American Embassy (capitalized) or people from the embassy (not capitalized)

So, before I go back to my book and uncapitalize every instance of lieutenant colonel, except for those that should be capitalized… which means that I can’t just do a find and replace… let me summarize my comparison between the hardcover printed copy of The Chicago Manual of Style and the online version:

  1. They both contain the same nit picky, wickedly-confusing, non-obvious, trip wires of English usage rules organized in the same way
  2. Keyword searches really only bring you to suggestions for the right chapter, unless you luck out in the forum
  3. The forum is worth a lot
  4. But clicking through the chapter submenus using the forward button is a lot slower than running your finger down the printed page, because the website page refresh (on my computer) is slow
  5. The hardcover book is a pay once, page crawl forever, situation. Online is a pay yearly, click forever, version

My conclusion is:

Get an intern, give her the hardcopy book, and make HER enter the edits.

 

The sundog of Self Publishing Advice

This is a SunDog. It’s like a mini rainbow… just like Vanity and Subsidy Press are like mini self publishing. There’s less chance of a pot of gold at the end of a sundog than a rainbow… do you see my analogy? I hope so… cuz it’s a stretch, I know.

What if true self publishing is not for you?  What if the time, learning curve, effort, follow-through, and set up are beyond what you are willing or able or ready to do?

Possibly some of the other kinds of publishing solutions are a good idea.

While there are a few “bad” publishing solutions out there in this new and exciting world of self publishing, not all of the vanity or subsidy presses are wicked. And not all of the self publishing helper services are a waste of money. Different book self publishing projects match different book self publishing solutions.

Vanity press is called “vanity” because the author pays to have the book published. There is no editorial oversight. The author can have a published book in hand with no obstacles other than actually writing it. It could be a book of blank pages, so that’s not actually an obstacle either.

Subsidy press is another kind of “vanity” press, again tied only to the author’s ability to pay. And both those kinds of publishing services are often dissed because of the lack of perceived effort on the author’s part in getting the book to market. In both these publishing solutions, the ISBN number is given to the author by the press, either for free or for a fee. So those companies are the publisher. It isn’t self publishing, but the author doesn’t have to go through the gauntlet of traditional publishing rejection or the mountains of work in do-it-yourself self publishing.

Vanity or subsidy press are an ideal solution for a book that the author wants to make available to either family and friends, or even the general public, but has no concerns for the long term rights ownership, publishing contractual details, or profit margin.

A family memoir, for instance. Or a fundraiser cookbook. Or a collection of a child’s poetry or artwork.
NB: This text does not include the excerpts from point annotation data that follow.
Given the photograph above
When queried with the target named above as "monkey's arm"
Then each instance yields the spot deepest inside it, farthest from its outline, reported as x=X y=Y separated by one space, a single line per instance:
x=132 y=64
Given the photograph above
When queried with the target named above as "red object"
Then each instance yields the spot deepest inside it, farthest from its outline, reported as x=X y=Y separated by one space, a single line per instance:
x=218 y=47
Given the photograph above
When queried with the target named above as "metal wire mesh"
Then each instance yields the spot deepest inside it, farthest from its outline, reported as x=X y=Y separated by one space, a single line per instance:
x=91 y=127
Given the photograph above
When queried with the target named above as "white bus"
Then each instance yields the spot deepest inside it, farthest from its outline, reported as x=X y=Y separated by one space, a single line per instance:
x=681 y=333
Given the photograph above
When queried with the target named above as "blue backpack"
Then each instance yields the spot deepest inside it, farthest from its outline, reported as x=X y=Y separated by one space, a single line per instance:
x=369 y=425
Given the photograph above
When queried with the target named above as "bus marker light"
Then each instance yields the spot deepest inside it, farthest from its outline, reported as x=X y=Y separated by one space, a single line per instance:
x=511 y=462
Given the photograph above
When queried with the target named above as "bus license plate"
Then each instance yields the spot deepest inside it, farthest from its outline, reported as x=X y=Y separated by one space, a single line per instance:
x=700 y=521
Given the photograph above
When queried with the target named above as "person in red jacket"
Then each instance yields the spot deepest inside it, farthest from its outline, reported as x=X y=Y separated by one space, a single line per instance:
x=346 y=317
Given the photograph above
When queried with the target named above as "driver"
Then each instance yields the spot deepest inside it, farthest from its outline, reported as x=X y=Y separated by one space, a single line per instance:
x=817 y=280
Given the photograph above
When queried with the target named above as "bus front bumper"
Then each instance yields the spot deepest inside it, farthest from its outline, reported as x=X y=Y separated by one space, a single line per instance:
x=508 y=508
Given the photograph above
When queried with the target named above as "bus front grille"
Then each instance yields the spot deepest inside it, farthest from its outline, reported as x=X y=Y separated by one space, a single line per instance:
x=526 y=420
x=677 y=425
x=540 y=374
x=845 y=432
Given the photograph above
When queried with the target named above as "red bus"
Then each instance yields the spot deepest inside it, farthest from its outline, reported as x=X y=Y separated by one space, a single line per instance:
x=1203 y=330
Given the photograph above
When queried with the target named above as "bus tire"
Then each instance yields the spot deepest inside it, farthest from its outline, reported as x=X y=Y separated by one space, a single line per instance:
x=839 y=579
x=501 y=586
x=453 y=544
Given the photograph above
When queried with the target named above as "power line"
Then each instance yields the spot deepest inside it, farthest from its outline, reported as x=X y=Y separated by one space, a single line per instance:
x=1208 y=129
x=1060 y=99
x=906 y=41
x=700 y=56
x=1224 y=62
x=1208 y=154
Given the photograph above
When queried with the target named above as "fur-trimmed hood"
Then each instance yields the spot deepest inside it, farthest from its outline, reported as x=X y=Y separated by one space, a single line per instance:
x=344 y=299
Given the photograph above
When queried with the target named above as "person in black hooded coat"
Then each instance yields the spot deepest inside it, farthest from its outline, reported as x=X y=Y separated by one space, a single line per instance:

The long-term rights ownership is a concern because of the ISBN number having been assigned by that press, and that affects the publishing contract issues and the author’s ability to have the book printed anywhere else. The book may also be more expensive to print and sell in small quantities, which can make it unfeasible for a true self publishing approach.

For an author with a serious plan to market and support a book, but no time or ability to go the whole journey into self publishing, subsidy press can work well. The cost makes turning a profit on the book more difficult, but at least the book is out there and in reader’s hands.

The key to choosing the right solution for self publishing a book is to match the right publishing solution to the publishing project.

And the right match depends on the author’s ultimate purpose for the book.